Python: Reading and Writing JSON Files

JSON (JavaScript Object Notation) is a lightweight, text-based data used to store and exchange structured data, organized using key-value pairs and arrays. Despite its name, you don’t need to know JavaScript to learn or use JSON.

Whether you are working with REST APIs, managing configuration settings, or exchanging data between the frontend and backend, you will encounter JSON.

Python’s Built-in JSON module

Python provides a built-in json module that allows you to work with JSON files easily. This module enables you to convert Python objects (such as dictionaries and lists) into JSON format, and parse JSON data back into Python objects.

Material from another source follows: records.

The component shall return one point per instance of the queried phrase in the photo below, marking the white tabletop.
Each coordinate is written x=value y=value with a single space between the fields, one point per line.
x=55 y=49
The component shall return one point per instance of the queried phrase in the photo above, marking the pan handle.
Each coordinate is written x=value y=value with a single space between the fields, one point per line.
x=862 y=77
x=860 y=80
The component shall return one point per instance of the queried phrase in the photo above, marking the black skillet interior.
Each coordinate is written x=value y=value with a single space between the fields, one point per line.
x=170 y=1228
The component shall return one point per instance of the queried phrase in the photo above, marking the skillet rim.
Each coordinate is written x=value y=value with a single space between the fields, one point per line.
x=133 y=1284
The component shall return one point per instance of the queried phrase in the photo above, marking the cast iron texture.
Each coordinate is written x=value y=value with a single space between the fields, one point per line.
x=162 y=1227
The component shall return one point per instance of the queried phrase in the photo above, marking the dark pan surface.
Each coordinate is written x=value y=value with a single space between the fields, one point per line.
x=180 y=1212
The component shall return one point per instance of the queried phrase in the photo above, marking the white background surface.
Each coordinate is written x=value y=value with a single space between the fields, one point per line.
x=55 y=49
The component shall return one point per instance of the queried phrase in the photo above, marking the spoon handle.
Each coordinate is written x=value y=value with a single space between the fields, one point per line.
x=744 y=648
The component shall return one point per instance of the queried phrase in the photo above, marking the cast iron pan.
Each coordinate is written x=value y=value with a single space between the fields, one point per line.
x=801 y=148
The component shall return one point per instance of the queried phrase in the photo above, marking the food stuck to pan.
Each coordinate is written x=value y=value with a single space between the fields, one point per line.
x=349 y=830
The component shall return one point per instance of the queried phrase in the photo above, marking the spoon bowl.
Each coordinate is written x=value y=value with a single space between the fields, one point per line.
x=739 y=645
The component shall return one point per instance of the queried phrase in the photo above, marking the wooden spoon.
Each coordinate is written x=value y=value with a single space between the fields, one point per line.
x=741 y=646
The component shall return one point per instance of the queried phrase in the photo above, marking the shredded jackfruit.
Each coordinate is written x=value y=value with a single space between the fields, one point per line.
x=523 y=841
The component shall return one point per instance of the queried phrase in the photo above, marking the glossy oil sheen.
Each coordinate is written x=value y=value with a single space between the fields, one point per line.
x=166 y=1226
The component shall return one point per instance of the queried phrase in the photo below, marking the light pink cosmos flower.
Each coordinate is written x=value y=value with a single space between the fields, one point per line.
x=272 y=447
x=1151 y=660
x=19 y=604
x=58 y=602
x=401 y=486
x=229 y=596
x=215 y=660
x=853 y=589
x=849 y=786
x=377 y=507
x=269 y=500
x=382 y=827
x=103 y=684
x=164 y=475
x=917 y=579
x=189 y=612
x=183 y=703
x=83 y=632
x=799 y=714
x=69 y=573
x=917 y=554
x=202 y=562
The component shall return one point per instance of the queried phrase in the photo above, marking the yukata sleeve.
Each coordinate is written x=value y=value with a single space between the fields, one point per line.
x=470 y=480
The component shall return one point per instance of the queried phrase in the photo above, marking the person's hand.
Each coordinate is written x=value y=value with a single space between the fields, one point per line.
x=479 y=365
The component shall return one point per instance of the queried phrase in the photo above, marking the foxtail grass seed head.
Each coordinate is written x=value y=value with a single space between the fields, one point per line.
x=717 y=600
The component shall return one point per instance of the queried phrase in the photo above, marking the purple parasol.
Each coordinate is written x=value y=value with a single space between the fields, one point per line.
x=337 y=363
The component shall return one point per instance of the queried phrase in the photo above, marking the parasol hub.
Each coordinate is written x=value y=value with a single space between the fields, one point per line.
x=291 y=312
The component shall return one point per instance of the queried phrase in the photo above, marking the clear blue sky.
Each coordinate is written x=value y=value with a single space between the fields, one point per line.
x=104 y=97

The json module provides four commonly used functions:

json.dump(): Converts a Python object to JSON and writes it directly to a file
json.dumps(): Converts a Python object to a JSON-formatted string
json.load(): Reads JSON data from a file and converts it into a Python object
json.loads(): Parses a JSON-formatted string and converts it into a Python object

Note: The 's' in dumps() and loads() stands for string. Use these functions when working with JSON data in memory, rather than with actual files.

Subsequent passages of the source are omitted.